Monday, February 23, 2004
Friday, February 20, 2004
Thursday, February 19, 2004
Tuesday, February 17, 2004
Monday, February 16, 2004
Comrades,
Petra asked me to write a little note re the cheaper Avid products and IDE drives.
Chris was integrating an ExpressDV machine last week with the intention of having the media drive (250gig IDE model) on the same IDE channel as the system drive. The BIOS on that machine would only allow for one DMA device on an IDE channel and so the media drive chugged away at 33Mbits per sec (shows up as a PIO device in the device manager). Performance with 25Mbits DV media was somewhat jerky!
Now I know it will often work (on motherboards that support multiple DMAs on the same IDE channel) but it isn't best practise to try and get away with it and since another IDE/PCI adaptor (ATA 133Mbits spec) from Lindy (including cables!) is only £19 to us it seems that is the best way to go.
If the motherboard of the machine in question has Serial ATA ("SATA") then an SATA drive as the media drive would avoid this problem. However, SATA drives are currently about £100 more expensive than the same sized IDE drive and so the Lindy solution still saves us a bit.
The Lindy part number is 70642 and there is a price break at three pieces. I have put three cards in Pete's cupboard in accounts,
Regards,
Friday, February 13, 2004
We have to supply nine of these top-end dual P4 machines to a client who needs 300gigs in each - the new 15k Baracudas from Seagate are out and so four 73gig Ultra320 drives seemed the answer:
Move the system IDE drive to the same bay as the DVD drive - you need a bay-adaptor (Lindy part number: 40545) and then mount the drive cooling fan kit on the side of the four-way drive bay (Lindy part number: 40517). Finally you need to remove one of the onboard SCSI ports from the back of the machine and run a terminated Ultra320 cable to the new drives from the mobo SCSI adaptor - Adaptec part number 1490826-00.
A few cable ties to tidy and a few hours of burn-in testing to ensure coolness and stability and it looks like we're good to go!

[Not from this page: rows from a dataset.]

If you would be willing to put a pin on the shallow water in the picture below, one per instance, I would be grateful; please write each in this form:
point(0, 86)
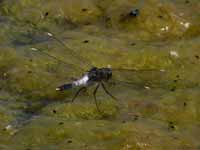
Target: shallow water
point(47, 43)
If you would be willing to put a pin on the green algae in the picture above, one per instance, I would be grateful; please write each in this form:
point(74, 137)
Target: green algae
point(158, 110)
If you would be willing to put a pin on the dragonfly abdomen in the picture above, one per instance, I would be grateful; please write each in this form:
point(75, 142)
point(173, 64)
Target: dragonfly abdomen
point(64, 87)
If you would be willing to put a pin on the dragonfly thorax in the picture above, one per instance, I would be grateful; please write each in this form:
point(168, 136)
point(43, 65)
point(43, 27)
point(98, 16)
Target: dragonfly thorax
point(99, 74)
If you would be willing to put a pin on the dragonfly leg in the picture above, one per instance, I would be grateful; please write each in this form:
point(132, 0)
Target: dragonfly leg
point(95, 100)
point(81, 89)
point(107, 92)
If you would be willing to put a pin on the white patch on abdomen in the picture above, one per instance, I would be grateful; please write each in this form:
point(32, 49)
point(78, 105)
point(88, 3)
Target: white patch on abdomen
point(82, 81)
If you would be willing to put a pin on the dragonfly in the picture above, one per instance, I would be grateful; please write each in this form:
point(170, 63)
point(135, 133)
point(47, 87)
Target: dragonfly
point(95, 76)
point(98, 76)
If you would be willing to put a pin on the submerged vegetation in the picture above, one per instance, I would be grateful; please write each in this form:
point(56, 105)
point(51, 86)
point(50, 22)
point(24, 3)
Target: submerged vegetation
point(45, 43)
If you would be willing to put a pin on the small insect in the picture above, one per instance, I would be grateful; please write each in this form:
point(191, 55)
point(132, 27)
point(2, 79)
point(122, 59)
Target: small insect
point(96, 76)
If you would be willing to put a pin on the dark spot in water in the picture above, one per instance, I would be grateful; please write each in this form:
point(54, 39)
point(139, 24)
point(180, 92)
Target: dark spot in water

Thursday, February 12, 2004
Wednesday, February 11, 2004
Suggested by my colleague Rupert (see his dead blog in the right hand column!) - of course proper engineers like me do dB calculations in their heads!
Tuesday, February 10, 2004
Monday, February 09, 2004
Chopper joined us later and we had a jolly time getting it all talking! SPV pics here.
Oh, Graham and I did spot what was clearly a production model of a Blue-Ray disk recorder (50 gig re-writeable disks) - clearly a domestic gadget from the far east - all composite video i/o (on phonos) and unbalanced audio. There are a couple of bad pics of it on the previous link.
If you're comming to the show then swing by the Sony stand and get Graham to give you the Xpri/HDCam religion - I'll be there on Wednesday.
Friday, February 06, 2004
Wednesday, February 04, 2004
Monday, February 02, 2004
The 1604 is a popular mixer in Avid suites because it has loads of facilities (lots of channels, auxes, four groups etc.) but they cross-talk between the two track return and the mono input channels. Today I was in a suite and there is a lot of bleed at only 35dBs below if you are using the 2TR return button to listen to the output of the Avid and at the same time digitise via the mono-channels and stereo bus you get an awful lot of cross-talk. Putting a balancing box in line with the 2TR return sorted the problem so I assume the bleed is back out of the 2TR input.